Python String Comparison - Special / Unicode Character Issues

I am writing a Python script to process some music data. It should combine two separate databases, comparing their records and juxtaposing them. It almost works, but it does not work when comparing strings containing special characters (for example, letters with an accent). I am sure this is a problem with ASCII and Unicode encoding, as I get the error:

"Unicode equal comparison failed to convert both arguments to Unicode - interpreting them as unequal"

I understand that I can use regular expressions to remove offensive characters, but I process a lot of data and rely too much on regular expressions, which makes my program the smallest slow. Is there a way to properly compare Python with these strings? What happens here - is there a way to determine if it stores my strings as ASCII or Unicode?

EDIT 1: I am using Python v2.6.6. After checking the types, I found that one database spits out Unicode strings, and one gives ASCII. So there are probably problems. I am trying to convert ASCII strings from a second database to Unicode using a string like

line = unicode(f.readline().decode(latin_1).encode(utf_8)) 

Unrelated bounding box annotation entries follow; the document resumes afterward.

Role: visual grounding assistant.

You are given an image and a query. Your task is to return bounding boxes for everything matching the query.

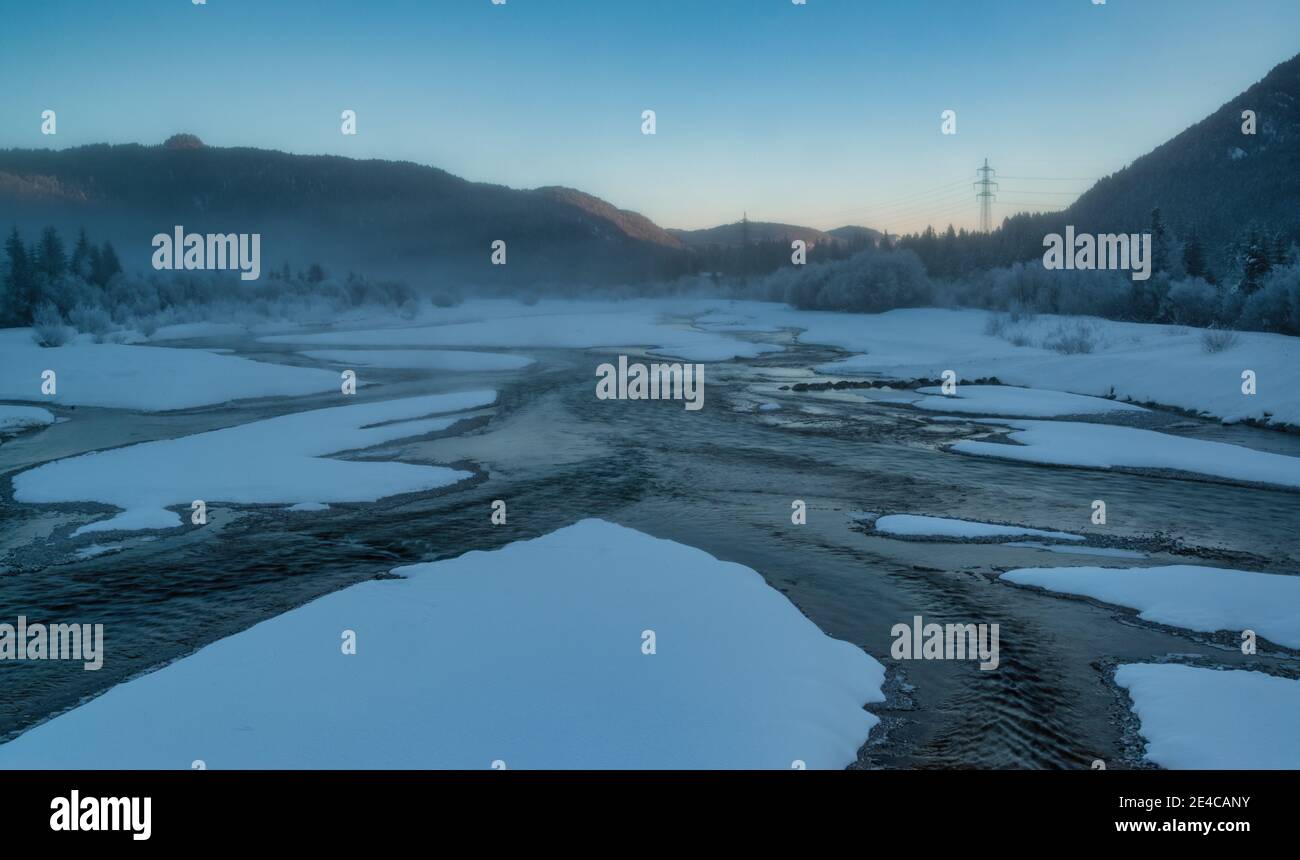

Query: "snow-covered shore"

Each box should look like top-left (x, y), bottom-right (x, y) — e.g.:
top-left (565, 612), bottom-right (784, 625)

top-left (0, 520), bottom-right (884, 769)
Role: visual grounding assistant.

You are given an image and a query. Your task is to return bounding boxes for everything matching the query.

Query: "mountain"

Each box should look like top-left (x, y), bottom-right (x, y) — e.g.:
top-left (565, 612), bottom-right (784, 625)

top-left (0, 135), bottom-right (689, 285)
top-left (827, 225), bottom-right (883, 246)
top-left (668, 221), bottom-right (863, 248)
top-left (1057, 55), bottom-right (1300, 266)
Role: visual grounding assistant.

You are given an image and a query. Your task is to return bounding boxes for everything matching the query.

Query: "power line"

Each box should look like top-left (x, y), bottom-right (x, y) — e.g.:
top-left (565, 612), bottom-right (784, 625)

top-left (975, 158), bottom-right (997, 233)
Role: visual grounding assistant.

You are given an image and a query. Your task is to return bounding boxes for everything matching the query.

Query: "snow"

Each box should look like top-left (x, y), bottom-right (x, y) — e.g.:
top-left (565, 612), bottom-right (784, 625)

top-left (952, 420), bottom-right (1300, 487)
top-left (303, 349), bottom-right (533, 370)
top-left (1001, 565), bottom-right (1300, 648)
top-left (913, 385), bottom-right (1145, 418)
top-left (150, 322), bottom-right (248, 340)
top-left (1115, 663), bottom-right (1300, 770)
top-left (0, 403), bottom-right (55, 435)
top-left (875, 513), bottom-right (1083, 540)
top-left (13, 391), bottom-right (497, 535)
top-left (702, 307), bottom-right (1300, 426)
top-left (261, 300), bottom-right (780, 361)
top-left (0, 329), bottom-right (341, 412)
top-left (0, 520), bottom-right (884, 769)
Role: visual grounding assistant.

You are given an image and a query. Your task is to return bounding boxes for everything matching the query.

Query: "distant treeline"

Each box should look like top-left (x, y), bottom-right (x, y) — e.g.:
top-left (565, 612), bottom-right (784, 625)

top-left (10, 210), bottom-right (1300, 343)
top-left (0, 227), bottom-right (436, 346)
top-left (732, 210), bottom-right (1300, 335)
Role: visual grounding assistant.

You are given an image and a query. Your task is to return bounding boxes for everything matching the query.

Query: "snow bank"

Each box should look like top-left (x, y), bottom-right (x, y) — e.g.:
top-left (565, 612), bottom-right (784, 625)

top-left (261, 300), bottom-right (780, 361)
top-left (303, 349), bottom-right (533, 370)
top-left (13, 391), bottom-right (497, 534)
top-left (1115, 663), bottom-right (1300, 770)
top-left (0, 403), bottom-right (55, 435)
top-left (952, 420), bottom-right (1300, 487)
top-left (0, 329), bottom-right (339, 412)
top-left (1002, 540), bottom-right (1147, 559)
top-left (875, 513), bottom-right (1083, 540)
top-left (702, 301), bottom-right (1300, 426)
top-left (0, 520), bottom-right (884, 769)
top-left (913, 386), bottom-right (1145, 418)
top-left (1001, 565), bottom-right (1300, 646)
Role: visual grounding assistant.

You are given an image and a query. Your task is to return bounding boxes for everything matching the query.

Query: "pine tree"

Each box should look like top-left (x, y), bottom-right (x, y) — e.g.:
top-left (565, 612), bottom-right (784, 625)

top-left (35, 227), bottom-right (68, 283)
top-left (90, 242), bottom-right (122, 287)
top-left (1151, 207), bottom-right (1169, 272)
top-left (3, 227), bottom-right (34, 325)
top-left (1183, 229), bottom-right (1205, 278)
top-left (68, 227), bottom-right (91, 281)
top-left (1238, 229), bottom-right (1273, 295)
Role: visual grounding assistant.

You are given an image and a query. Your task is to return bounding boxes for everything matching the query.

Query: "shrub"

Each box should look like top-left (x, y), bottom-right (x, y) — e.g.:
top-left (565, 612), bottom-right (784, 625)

top-left (1201, 326), bottom-right (1242, 352)
top-left (1043, 322), bottom-right (1097, 356)
top-left (31, 301), bottom-right (73, 347)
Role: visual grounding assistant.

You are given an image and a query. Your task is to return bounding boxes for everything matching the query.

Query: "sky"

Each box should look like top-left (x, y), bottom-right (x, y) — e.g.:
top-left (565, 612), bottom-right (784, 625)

top-left (0, 0), bottom-right (1300, 233)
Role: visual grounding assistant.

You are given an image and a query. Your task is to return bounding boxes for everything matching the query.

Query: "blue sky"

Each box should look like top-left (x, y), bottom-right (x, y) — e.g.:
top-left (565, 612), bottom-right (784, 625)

top-left (0, 0), bottom-right (1300, 233)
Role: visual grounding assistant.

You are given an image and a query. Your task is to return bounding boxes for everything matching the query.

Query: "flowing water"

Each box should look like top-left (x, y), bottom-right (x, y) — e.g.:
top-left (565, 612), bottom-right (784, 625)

top-left (0, 335), bottom-right (1300, 768)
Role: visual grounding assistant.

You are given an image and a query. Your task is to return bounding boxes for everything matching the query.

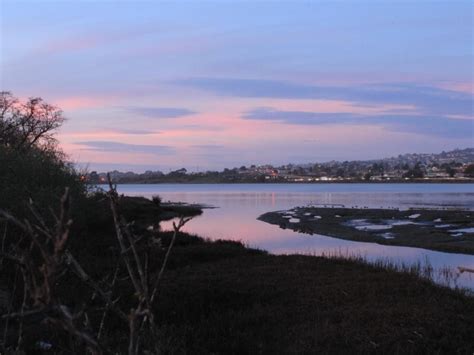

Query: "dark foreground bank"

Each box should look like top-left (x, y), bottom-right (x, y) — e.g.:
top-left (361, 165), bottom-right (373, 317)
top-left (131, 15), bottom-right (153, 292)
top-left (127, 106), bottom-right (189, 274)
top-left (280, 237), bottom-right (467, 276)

top-left (2, 197), bottom-right (474, 354)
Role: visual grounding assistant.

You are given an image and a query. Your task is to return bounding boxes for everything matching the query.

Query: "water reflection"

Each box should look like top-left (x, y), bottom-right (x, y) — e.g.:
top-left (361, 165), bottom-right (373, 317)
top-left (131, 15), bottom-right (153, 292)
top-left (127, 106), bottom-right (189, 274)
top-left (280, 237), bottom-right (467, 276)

top-left (114, 184), bottom-right (474, 289)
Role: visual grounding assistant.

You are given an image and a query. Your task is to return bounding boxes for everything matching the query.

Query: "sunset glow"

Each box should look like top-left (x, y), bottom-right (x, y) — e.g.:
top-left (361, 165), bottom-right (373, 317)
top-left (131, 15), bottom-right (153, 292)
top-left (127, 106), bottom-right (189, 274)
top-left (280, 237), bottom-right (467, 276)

top-left (1, 1), bottom-right (474, 171)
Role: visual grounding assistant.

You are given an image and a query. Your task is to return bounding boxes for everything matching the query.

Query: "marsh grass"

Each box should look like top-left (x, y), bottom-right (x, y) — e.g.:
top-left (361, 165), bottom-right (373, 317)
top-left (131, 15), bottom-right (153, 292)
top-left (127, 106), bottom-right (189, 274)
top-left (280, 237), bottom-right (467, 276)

top-left (312, 248), bottom-right (474, 297)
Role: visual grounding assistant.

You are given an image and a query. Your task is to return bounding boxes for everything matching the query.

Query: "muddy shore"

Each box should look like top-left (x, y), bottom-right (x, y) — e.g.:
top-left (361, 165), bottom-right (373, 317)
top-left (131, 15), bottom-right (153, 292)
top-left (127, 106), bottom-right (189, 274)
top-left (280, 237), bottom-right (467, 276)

top-left (258, 206), bottom-right (474, 254)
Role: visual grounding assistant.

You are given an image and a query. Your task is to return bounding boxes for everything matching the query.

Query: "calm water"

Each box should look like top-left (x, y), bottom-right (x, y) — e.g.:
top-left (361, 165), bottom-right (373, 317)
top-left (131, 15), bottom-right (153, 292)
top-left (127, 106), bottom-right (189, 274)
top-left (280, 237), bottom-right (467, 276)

top-left (112, 184), bottom-right (474, 289)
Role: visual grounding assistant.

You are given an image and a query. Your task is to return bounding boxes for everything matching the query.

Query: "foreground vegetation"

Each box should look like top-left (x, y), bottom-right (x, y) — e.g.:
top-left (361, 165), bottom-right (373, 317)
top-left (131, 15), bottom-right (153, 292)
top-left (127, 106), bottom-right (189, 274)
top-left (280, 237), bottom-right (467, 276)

top-left (0, 93), bottom-right (474, 354)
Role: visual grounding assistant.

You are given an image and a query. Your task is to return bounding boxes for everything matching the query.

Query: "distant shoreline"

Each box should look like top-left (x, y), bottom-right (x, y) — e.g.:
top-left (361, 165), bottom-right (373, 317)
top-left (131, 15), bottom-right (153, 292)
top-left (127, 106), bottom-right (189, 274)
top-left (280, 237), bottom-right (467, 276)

top-left (105, 179), bottom-right (474, 185)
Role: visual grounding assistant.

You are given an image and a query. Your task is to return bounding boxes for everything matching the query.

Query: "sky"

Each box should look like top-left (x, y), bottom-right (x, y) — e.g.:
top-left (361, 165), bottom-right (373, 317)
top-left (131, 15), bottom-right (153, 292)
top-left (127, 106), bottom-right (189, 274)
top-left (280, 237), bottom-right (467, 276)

top-left (0, 0), bottom-right (474, 172)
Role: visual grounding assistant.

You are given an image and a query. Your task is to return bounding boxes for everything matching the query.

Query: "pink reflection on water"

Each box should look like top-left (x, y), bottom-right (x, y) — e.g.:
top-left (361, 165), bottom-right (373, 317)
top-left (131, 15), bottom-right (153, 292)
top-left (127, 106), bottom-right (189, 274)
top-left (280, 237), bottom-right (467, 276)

top-left (119, 185), bottom-right (474, 289)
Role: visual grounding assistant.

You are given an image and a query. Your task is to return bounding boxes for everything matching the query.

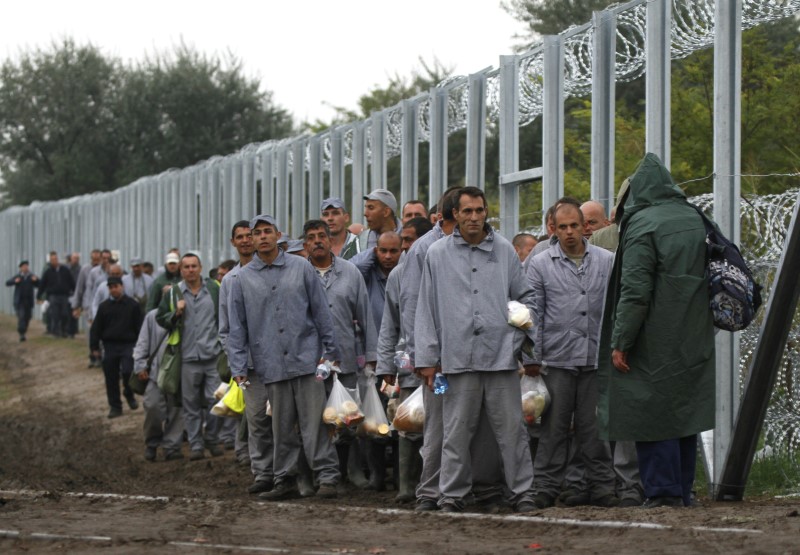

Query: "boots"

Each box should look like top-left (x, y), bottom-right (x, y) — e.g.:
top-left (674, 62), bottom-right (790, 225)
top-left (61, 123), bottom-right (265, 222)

top-left (366, 439), bottom-right (386, 491)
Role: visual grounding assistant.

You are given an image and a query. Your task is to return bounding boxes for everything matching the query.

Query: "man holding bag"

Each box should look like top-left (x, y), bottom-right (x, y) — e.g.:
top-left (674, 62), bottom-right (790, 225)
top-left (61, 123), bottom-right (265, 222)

top-left (226, 215), bottom-right (340, 500)
top-left (156, 252), bottom-right (223, 461)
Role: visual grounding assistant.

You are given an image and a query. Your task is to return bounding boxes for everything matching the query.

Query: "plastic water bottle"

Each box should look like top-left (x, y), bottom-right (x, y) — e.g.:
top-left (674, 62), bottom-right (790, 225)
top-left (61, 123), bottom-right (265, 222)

top-left (317, 360), bottom-right (333, 382)
top-left (433, 372), bottom-right (450, 395)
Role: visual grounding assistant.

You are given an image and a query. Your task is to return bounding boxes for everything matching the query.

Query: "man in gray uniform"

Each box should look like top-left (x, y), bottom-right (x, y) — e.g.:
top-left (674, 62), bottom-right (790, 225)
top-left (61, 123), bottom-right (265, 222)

top-left (133, 308), bottom-right (183, 462)
top-left (156, 252), bottom-right (223, 461)
top-left (303, 220), bottom-right (378, 487)
top-left (219, 220), bottom-right (275, 493)
top-left (414, 187), bottom-right (536, 512)
top-left (527, 204), bottom-right (619, 509)
top-left (226, 215), bottom-right (340, 500)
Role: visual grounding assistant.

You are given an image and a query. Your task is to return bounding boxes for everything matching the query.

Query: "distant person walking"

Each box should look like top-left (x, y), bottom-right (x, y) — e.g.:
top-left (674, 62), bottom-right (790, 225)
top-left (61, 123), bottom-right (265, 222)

top-left (6, 260), bottom-right (39, 341)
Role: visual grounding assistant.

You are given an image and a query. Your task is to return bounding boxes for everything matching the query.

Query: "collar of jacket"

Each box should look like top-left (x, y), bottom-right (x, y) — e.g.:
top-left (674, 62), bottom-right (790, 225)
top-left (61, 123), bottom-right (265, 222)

top-left (453, 224), bottom-right (494, 252)
top-left (248, 247), bottom-right (294, 270)
top-left (548, 237), bottom-right (589, 258)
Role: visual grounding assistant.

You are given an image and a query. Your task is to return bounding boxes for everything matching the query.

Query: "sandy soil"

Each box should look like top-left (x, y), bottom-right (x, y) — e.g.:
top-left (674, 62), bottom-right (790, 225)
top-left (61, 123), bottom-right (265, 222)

top-left (0, 316), bottom-right (800, 554)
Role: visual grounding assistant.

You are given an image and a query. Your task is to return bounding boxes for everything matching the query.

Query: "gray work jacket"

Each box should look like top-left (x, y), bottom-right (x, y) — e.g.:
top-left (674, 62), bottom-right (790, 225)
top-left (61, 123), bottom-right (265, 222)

top-left (527, 239), bottom-right (614, 369)
top-left (414, 225), bottom-right (533, 374)
top-left (226, 251), bottom-right (340, 384)
top-left (314, 256), bottom-right (378, 374)
top-left (350, 249), bottom-right (388, 337)
top-left (375, 262), bottom-right (421, 388)
top-left (133, 308), bottom-right (167, 382)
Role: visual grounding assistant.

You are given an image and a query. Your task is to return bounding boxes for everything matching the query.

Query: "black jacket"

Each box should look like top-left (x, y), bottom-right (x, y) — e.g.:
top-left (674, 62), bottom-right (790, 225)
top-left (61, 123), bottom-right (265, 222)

top-left (6, 272), bottom-right (39, 310)
top-left (89, 295), bottom-right (142, 351)
top-left (39, 264), bottom-right (75, 299)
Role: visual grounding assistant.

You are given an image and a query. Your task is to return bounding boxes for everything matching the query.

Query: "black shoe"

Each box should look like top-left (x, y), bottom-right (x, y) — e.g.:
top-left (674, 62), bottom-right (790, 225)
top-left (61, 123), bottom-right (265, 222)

top-left (589, 493), bottom-right (619, 508)
top-left (558, 489), bottom-right (589, 507)
top-left (247, 480), bottom-right (275, 493)
top-left (258, 480), bottom-right (300, 501)
top-left (439, 503), bottom-right (463, 513)
top-left (317, 484), bottom-right (339, 499)
top-left (642, 497), bottom-right (683, 509)
top-left (414, 497), bottom-right (439, 513)
top-left (531, 493), bottom-right (556, 509)
top-left (514, 499), bottom-right (539, 513)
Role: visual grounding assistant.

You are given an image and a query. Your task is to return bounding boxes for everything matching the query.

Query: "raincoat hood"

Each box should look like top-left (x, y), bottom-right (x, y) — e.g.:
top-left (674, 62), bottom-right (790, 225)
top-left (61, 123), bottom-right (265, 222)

top-left (615, 152), bottom-right (686, 224)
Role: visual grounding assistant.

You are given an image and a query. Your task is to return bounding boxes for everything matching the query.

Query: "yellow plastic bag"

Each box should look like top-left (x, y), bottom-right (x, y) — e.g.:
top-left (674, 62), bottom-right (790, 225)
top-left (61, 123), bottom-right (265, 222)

top-left (211, 378), bottom-right (244, 417)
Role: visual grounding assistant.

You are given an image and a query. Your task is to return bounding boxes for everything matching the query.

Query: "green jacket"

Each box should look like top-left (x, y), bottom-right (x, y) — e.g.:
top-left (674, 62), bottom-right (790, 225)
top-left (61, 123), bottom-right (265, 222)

top-left (597, 154), bottom-right (715, 441)
top-left (145, 268), bottom-right (181, 314)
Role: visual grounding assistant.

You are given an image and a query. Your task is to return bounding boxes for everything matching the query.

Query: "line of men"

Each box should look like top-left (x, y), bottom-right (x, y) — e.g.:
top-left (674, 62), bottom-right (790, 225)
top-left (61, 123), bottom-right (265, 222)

top-left (15, 155), bottom-right (714, 512)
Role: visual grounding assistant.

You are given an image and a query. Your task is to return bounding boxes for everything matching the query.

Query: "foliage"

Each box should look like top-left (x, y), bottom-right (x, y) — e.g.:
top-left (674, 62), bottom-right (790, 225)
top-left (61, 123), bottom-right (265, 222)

top-left (500, 0), bottom-right (616, 50)
top-left (0, 39), bottom-right (292, 204)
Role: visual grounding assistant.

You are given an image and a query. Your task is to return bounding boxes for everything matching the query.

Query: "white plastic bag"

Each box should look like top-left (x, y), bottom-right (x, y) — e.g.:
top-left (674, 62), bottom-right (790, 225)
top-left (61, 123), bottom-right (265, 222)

top-left (392, 385), bottom-right (425, 433)
top-left (520, 376), bottom-right (550, 426)
top-left (508, 301), bottom-right (533, 330)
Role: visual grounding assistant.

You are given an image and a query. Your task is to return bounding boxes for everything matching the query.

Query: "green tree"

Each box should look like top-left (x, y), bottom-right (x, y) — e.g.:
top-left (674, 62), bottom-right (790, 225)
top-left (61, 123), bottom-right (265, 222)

top-left (0, 39), bottom-right (292, 204)
top-left (500, 0), bottom-right (617, 46)
top-left (0, 40), bottom-right (119, 203)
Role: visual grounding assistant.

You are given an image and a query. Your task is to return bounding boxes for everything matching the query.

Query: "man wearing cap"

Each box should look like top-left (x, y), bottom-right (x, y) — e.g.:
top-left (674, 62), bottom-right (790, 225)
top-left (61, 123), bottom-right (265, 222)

top-left (219, 220), bottom-right (275, 494)
top-left (358, 189), bottom-right (403, 252)
top-left (70, 249), bottom-right (101, 368)
top-left (154, 251), bottom-right (223, 461)
top-left (89, 277), bottom-right (142, 418)
top-left (147, 252), bottom-right (181, 312)
top-left (227, 215), bottom-right (341, 500)
top-left (6, 260), bottom-right (39, 341)
top-left (401, 199), bottom-right (428, 224)
top-left (91, 263), bottom-right (125, 320)
top-left (38, 251), bottom-right (75, 337)
top-left (319, 197), bottom-right (359, 260)
top-left (303, 220), bottom-right (378, 485)
top-left (122, 258), bottom-right (154, 311)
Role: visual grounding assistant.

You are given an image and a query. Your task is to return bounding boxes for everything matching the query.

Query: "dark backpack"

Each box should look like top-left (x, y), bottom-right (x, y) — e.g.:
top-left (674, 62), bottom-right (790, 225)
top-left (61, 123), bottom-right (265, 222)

top-left (693, 205), bottom-right (761, 331)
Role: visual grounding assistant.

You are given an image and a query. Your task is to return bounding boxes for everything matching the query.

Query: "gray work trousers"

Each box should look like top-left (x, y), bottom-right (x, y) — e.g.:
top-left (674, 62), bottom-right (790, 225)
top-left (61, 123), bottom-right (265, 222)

top-left (244, 370), bottom-right (275, 482)
top-left (142, 379), bottom-right (183, 453)
top-left (439, 370), bottom-right (533, 508)
top-left (534, 366), bottom-right (614, 499)
top-left (611, 441), bottom-right (644, 501)
top-left (415, 386), bottom-right (503, 501)
top-left (267, 374), bottom-right (339, 485)
top-left (181, 359), bottom-right (222, 451)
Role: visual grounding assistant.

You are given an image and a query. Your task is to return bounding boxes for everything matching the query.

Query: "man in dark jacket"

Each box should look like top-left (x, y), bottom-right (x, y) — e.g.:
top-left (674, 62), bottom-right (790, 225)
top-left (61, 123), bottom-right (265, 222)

top-left (6, 260), bottom-right (39, 341)
top-left (597, 154), bottom-right (715, 507)
top-left (38, 251), bottom-right (75, 337)
top-left (89, 277), bottom-right (142, 418)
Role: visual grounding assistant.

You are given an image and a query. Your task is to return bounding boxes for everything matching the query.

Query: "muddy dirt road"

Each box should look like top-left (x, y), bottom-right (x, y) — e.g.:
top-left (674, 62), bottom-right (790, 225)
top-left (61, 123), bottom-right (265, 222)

top-left (0, 316), bottom-right (800, 554)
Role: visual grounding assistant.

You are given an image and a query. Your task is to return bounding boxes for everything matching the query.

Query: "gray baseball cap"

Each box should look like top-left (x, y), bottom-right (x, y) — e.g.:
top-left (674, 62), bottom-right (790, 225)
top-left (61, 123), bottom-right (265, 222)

top-left (364, 189), bottom-right (397, 213)
top-left (319, 197), bottom-right (347, 212)
top-left (286, 239), bottom-right (304, 253)
top-left (250, 214), bottom-right (280, 231)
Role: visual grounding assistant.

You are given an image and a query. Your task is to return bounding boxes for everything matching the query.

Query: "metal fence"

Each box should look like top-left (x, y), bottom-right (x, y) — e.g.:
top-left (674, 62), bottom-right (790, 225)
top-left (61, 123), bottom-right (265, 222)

top-left (0, 0), bottom-right (800, 486)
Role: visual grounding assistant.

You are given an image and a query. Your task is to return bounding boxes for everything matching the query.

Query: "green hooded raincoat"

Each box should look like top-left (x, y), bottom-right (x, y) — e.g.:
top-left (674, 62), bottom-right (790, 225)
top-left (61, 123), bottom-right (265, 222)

top-left (597, 154), bottom-right (715, 441)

but this gives an error, for example:

 UnicodeDecodeError: 'ascii' codec can't decode byte 0xc3 in position 41: ordinal not in range(128) 

I am not sure why the 'ascii' codec is complaining since I am trying to decode ASCII. Can anyone help?

+4
source share
4 answers

Unicode vs Bytes

Firstly, some terminology. There are two types of strings, encoded and decoded:

  • encoded. This is what is stored on disk. For Python, this is a bunch of 0 and 1, which you can consider as ASCII, but it can be anything - binary data, a JPEG image, whatever. In Python 2.x, this is called a "string" variable. In Python 3.x, it is more accurately called the "bytes" variable.
  • Decoded. This is a string of actual characters. They can be encoded in 8-bit ASCII strings or can be encoded for 32-bit Chinese characters. But until it goes into an encoded variable, it's just a Unicode character string.

What does this mean for you

So here it is. You said you get one ASCII variable and one Unicode variable. This is actually not the case.

  • You have one variable containing a string of bytes - ones and zeros, presumably in sets of 8. This is a variable that you assumed was incorrectly ASCII.
  • You have another variable that contains Unicode data - numbers, letters, and symbols.

Before comparing a byte string with a Unicode character string, you should make some assumptions. In your case, Python (and you) suggested that the byte string is ASCII encoded. This worked fine until you came across a character who was not ASCII - a character with an accent.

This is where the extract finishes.